Twelve years after opening its precinct at Lakeshore Mall, the Gainesville Police Department now has a precinct on the south side of town.

With the donation of 2,100 square feet of space at the Featherbone Communiversity facility off U.S. 129 South, the agency has a place for six uniform officers to work, where city residents can stop by to make reports, and where a newly created unit will be based.

Police Chief Brian Kelly said during Thursday’s grand opening that the new precinct will house the department’s Proactive Community Enforcement Unit, or PACE Unit, which will include the Aggressive Criminal Enforcement officers who target and patrol high-crime areas, the department’s K-9 unit and its park rangers.

“This unit will work off crime analysis we use to identify certain crime patterns throughout the city,” Kelly said. “They’ll be working hand in hand with the community to identify and resolve issues.”

Kelly said officials with the Lanier Technical College Manufacturing Development Center made an offer of the space after police visited to conduct a security assessment.

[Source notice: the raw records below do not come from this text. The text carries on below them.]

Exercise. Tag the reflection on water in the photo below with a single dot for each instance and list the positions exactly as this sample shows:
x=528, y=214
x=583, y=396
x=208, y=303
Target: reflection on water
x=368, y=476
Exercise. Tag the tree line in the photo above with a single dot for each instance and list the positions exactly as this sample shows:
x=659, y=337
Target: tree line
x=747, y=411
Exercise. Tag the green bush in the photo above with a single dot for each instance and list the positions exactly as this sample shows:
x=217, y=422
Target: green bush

“This facility is part of a community, and what better way to capstone it than to have your police department have a precinct here,” said Carroll Turner, director of the Manufacturing Development Center. “It just worked out. Where we can help, we want to help. The safety of the community is the whole community’s responsibility.”

The new precinct gives officers on patrol another place to stop off and make reports, and for the time being alleviates a shortage of space felt at the department’s 30-year-old headquarters.

That space crunch will be relieved later this year when the department’s new headquarters on Queen City Parkway opens. But the location of the south precinct will remain advantageous, Kelly said.

“Part of our community policing philosophy is that you work from a decentralized area from headquarters so that you can be more readily accessible to the community,” he said.

Geographically, the new precinct could help with police responses, Kelly said.

Gainesville City Manager Kip Padgett called the new precinct a result of a “great partnership.”

“It allows us to combine a lot of our specialized services into one area where we can be more effective and react quicker to any situations that arise,” Padgett said. “We’re very grateful that Lanier Tech allowed us to use some of their space for this.”